3

Source: Prof. Meinrenken's notes on Differential Geometry, page No 72:

Theorem $4.1$. let $(U,\varphi)$ be a coordinate chart around $p$.A linear map $v :C^{\infty}(M) \to \mathbb{R}$ is in $T_pM$ if and only if it has the form $$v(f)=\sum_{i=1}^{m} a^i\frac{\partial(f \circ \varphi^{-1})}{\partial u^i}|_{u=\varphi(p)}$$ for some $a=(a^1,.....,a^m)\in \mathbb{R}^m$

Proof: Given a linear map v of this form.Let $\bar{\gamma}: \mathbb{R} \to \varphi(U)$ be a curve with $\bar\gamma(t)=\varphi(p) +ta $ for $|t|$ suffiently small .Let $\gamma = \varphi^{-1} \circ \bar\gamma$.Then $$\frac{d}{dt}|_{t=0} f(\gamma(t))=\frac{d}{dt}|_{t=0}(f\circ \varphi^{-1})(\varphi(p) +ta)=\sum_{i=1}^{m} a^i\frac{\partial(f \circ \varphi^{-1})}{\partial u^i}|_{u=\varphi(p)} $$ by chain rule

My confusion:How to use chain rule in this equation

why $$\frac{d}{dt}|_{t=0}(f\circ \varphi^{-1})(\varphi(p) +ta)=\sum_{i=1}^{m} a^i\frac{\partial(f \circ \varphi^{-1})}{\partial u^i}|_{u=\varphi(p)} ?$$

I know that chain rule mean

$$\frac{\partial (f \circ F)}{\partial x^i} =\sum_{j=1}^m\frac{\partial f}{\partial y^j}\frac{\partial F^j}{\partial x^i}.$$

where $f:V\to\Bbb R$ on an open set $V\subseteq\Bbb R^m$, with its partial derivative with respect to the $j$-th coordinate denoted $\frac{\partial f}{\partial y^j}$.

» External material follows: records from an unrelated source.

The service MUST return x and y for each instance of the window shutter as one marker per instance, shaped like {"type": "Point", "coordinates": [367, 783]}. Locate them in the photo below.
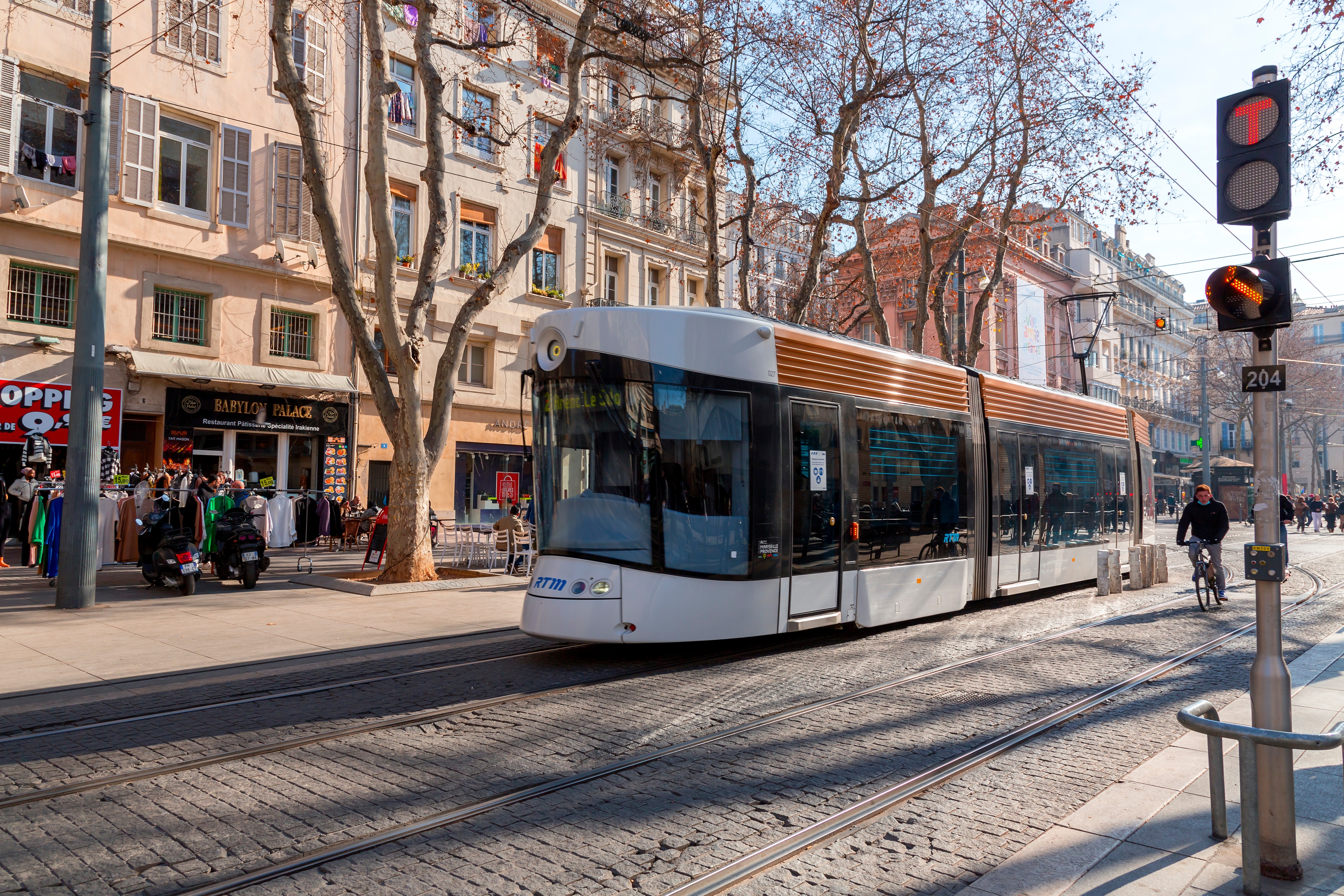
{"type": "Point", "coordinates": [236, 177]}
{"type": "Point", "coordinates": [315, 73]}
{"type": "Point", "coordinates": [288, 190]}
{"type": "Point", "coordinates": [115, 104]}
{"type": "Point", "coordinates": [308, 230]}
{"type": "Point", "coordinates": [140, 151]}
{"type": "Point", "coordinates": [10, 115]}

and $F:U\to V$ on an open set $U\subseteq\Bbb R^n$, with its $j$-th component function's partial derivative with respect to the $i$-th coordinate denoted $\frac{\partial F^j}{\partial x^i}$.

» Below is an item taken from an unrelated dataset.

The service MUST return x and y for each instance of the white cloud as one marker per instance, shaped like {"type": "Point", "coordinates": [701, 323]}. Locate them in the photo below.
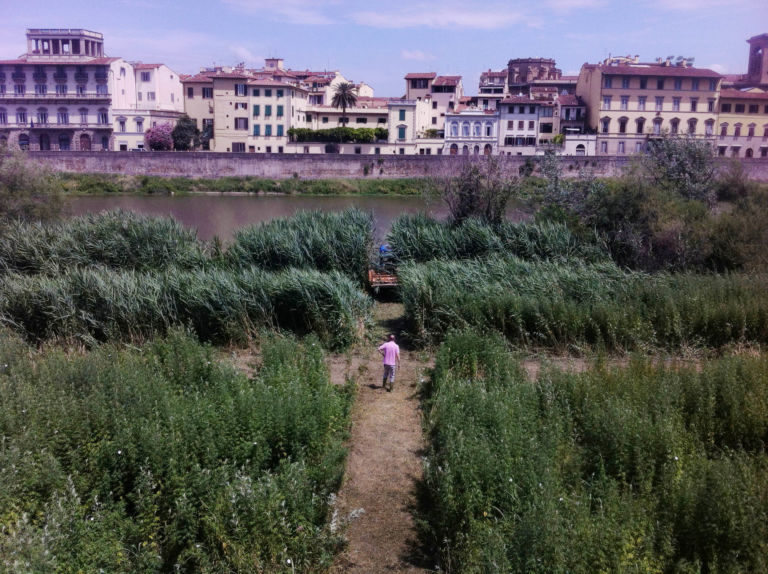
{"type": "Point", "coordinates": [416, 55]}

My attempt: $$\frac{d}{dt}|_{t=0}(f\circ \varphi^{-1})(\varphi(p) +ta)=\frac{d}{dt}|_{t=0}((f\circ \varphi^{-1})(\varphi(p)) + (f\circ \varphi^{-1})ta)=\frac{d}{dt}|_{t=0}((f(p)) + (f\circ \varphi^{-1})ta) $$

After that Im not able to proceed further

Calvin Khor
  • 34,903
wasiu
  • 421

2 Answers2

3

You wrote

$$ \frac{d}{dt}|_{t=0}(f\circ \varphi^{-1})(\varphi(p) +ta)=\frac{d}{dt}|_{t=0}((f\circ \varphi^{-1})(\varphi(p)) + (f\circ \varphi^{-1})ta)=\dots$$

This step is assuming e.g. linearity of $f\circ \varphi^{-1}$ which is not known.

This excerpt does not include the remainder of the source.